Sanson et Parcé notent que ces années furent le siège de récoltes agricoles en forte baisse, mais, compte tenu du contexte de guerre jusqu’en 1945, ils refusent fort justement d’en attribuer la cause uniquement aux seuls aléas météorologiques. Ils notent aussi que la production hydroélectrique fut divisée par 3,5 par rapport aux normales d’avant guerre sur la période 1948-1949, et que plusieurs réservoirs de barrages hydroélectriques étaient à sec,  entraînant des coupures de courant récurrentes. Les auteurs, loin de crier à l’apocalypse climatique, font preuve de beaucoup de modestie, et s’estiment incapables de prédire si la tendance observée doit se poursuivre ou si un retour à la normale doit être envisagé. Ce retour à la normale, de fait, eut bien lieu dans les années 50, le régime du bassin versant de la Garonne restant toutefois assez sec jusqu’en 1958.

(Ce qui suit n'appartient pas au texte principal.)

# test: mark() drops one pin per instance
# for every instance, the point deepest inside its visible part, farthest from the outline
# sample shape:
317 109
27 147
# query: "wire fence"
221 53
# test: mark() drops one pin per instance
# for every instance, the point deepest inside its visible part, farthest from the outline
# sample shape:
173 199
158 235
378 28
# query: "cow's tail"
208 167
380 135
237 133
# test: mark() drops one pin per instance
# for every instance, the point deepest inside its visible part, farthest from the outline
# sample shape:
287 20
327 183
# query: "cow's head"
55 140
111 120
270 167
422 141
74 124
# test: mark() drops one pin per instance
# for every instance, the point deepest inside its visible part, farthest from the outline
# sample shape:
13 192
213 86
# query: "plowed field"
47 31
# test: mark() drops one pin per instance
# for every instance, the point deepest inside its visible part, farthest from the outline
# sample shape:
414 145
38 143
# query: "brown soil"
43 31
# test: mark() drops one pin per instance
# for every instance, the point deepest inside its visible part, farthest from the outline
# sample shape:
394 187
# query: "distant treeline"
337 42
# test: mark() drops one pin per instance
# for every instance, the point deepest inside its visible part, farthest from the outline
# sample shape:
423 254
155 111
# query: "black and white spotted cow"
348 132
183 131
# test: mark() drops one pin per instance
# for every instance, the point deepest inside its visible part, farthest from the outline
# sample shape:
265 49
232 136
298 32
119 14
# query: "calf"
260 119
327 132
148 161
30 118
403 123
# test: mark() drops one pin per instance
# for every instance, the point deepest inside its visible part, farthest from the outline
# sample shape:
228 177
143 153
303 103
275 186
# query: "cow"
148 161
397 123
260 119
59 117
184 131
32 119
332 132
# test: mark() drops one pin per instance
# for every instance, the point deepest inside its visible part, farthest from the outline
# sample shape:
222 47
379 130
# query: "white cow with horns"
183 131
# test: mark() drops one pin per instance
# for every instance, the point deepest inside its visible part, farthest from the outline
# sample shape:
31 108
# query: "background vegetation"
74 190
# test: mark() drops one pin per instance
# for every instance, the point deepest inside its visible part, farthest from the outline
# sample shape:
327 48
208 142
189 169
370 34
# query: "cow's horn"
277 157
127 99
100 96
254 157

Les sécheresses d’hier ne sont pas celles d’aujourd’hui, lesquelles ne seront pas celles de demain. En effet, les conditions influant sur la perception de la sécheresse ont changé. En 1948, notre population n’était que de 42 millions d’habitants, et beaucoup de foyers ruraux n’étaient alors pas raccordés à l’eau potable. Les prélèvements pour l’eau potable, tant pour les ménages que pour la production d’électricité ou toutes les activités économiques, ont été multipliés par 3 entre 1955 et 1985 (source). La tendance s’est inversée depuis, et la consommation d’eau baisse depuis les années 90, tant du fait d’une légère baisse de celle des ménages depuis le début des années 2000 que de l’amélioration des réseaux de distribution et de l’efficacité hydraulique des industries et de l’agriculture. Cependant, les prélèvements pour l’eau potable restent 2,7 fois plus importants qu’à l’immédiat après-guerre. Le risque de pénurie est donc plus sensible aujourd’hui, même à niveau de sécheresse moins dur d’un point de vue météorologique.

Conclusion

Il apparaît donc que ni la sécheresse de 2022 ni la succession d’épisodes secs depuis 2018 ne sont sans précédent, et que la période comprise entre 1942 et 1949 a été hydrauliquement plus dure que l’actuelle. Mais l’évolution de nos modes de vie modifie le seuil d’occurrence d’un risque de pénurie. Naturellement, la série actuelle de sécheresses est en cours, et il est encore trop tôt pour conclure quoi que ce soit quant à l’évolution à long terme de notre climat, mais à l’évidence, crier à l’apocalypse climatique et à la fin de l’eau en France est prématuré et non constructif. La meilleure façon de lutter contre les effets des sécheresses réside dans la poursuite de nos efforts technologiques (désalinisation, recyclage, efficacité hydraulique industrielle et agricole) pour réduire nos prélèvements sur la ressource fluviale et souterraine.